Untuk diketahui dalam melakukan pembayaran berdasarkan putusan yang bersifat deklaratoir, serta berdasarkan akta notaris tanggal 4 Maret tahun 2017 kini sudah mendapat kajian hukum dari Biro Hukum Setda Maluku dan diduga terdapat kejanggalan yaitu terkait batas objek yang tidak sesuai serta luas lahan yang tidak dapat dipastikan karena menggunakan bahasa kurang lebih (-+) bahkan pembayaran yang dilakukan tidak melalui perhitungan tim Appraisal.
Dalam kaitan dengan itu juga, pembayaran ganti rugi lahan RSD dr Haulussy tahap pertama sebesar Rp 10 miliar, pembayaran kedua sebesar Rp 3 miliar dan pembayaran tahap ketiga sebesar Rp 5 miliar lebih dan tersisah Rp 31 miliar lebih masih dipegang oleh Pemprov Maluku.
Pembayaran Lahan Dinkes Maluku
Sementara untuk masalah pembayaran ganti rugi lahan Kantor Dinas Kesehatan Provinsi Maluku yang berada di Kelurahan Karang Panjang, Kecamatan Sirimau, Petuanan Negeri Soya ke pada ahli waris Izack Baltasar Soplanit senilai Rp 14 miliar diduga bermasalah alias hasil pembayaran tidak dinikmati oleh pemilik lahan dalam hal ini Tan Kho Hang Hoat berdasarkan adanya ikatan hukum antara Tan Ko Hang Hoat dengan Izack Baltasar Soplanit berupa Akta Notaris PPAT Nicolas Pattiwael nomor 9 tanggal 8 Mei tahun 2014.
Dalam perjalanan atas sengketa lahan ini, Tan Kho Hang Hoat telah melaukan pembayaran lahan seluas 20.000 meter persegi tersebut dimana isi dari akta notaris tersebut menerangkan bahwa setelah pihak Soplanit memenangkan pekara melawan Pemerintah atas lahan yang telah didirikan Kantor Dinas Kesehatan Provinsi Maluku tersebut harus diserahkan ke Tan Kho Hang Hoat karena telah terjadi ikatan jual beli.
Singkatnya dalam perkara ini, sumber media ini menerangkan perkara ini kini sudah ditangani pihak Polda Maluku, dimana substansi penyelidikan tersebut mengarah pada upaya membongkar dugaan Tipikor pada pembayaran lahan Dinas Kesehatan Provinsi Maluku yang telah menelan anggaran Rp14 miliar yang merupakan pembayaran tahap pertama dari Rp 24 miliar yang telah ditetapkan.
Dalam kaitan dengan itu, sumber media ini juga menerangkan atas dugaan ketidak profesionalnya penyidik Polda Maluku dalam memeriksa Tan Kho Hang Hoat sebagai terlapor justru berakibat pada dimutasikannya sejumlah penyidik Subdit 2 Polda Maluku.
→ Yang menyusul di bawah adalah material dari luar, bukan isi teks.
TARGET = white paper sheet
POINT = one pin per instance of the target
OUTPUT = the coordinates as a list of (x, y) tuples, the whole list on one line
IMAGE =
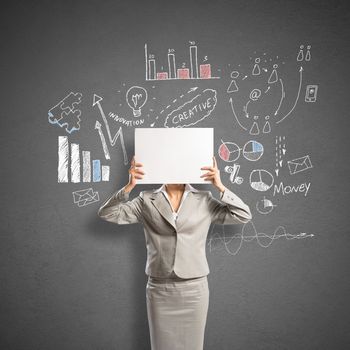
[(174, 155)]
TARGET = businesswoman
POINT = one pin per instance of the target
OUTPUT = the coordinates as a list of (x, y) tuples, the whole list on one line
[(176, 220)]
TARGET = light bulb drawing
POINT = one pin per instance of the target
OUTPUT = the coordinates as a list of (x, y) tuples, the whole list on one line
[(136, 97)]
Penyebabnya diduga karena oknum penyidik terlalu terburu – buru dalam menetapkan Tan Kho Hang Hoat sebagai tersangka dengan mengeluarkan surat keterangan yang dihadirkan di ruang sidang pengadilan negeri Ambon. Kasus ini kabarnya sememntara di tangani pihak Propam Polda Maluku atas dugaan pelanggaran kode etik Kepolisian RI.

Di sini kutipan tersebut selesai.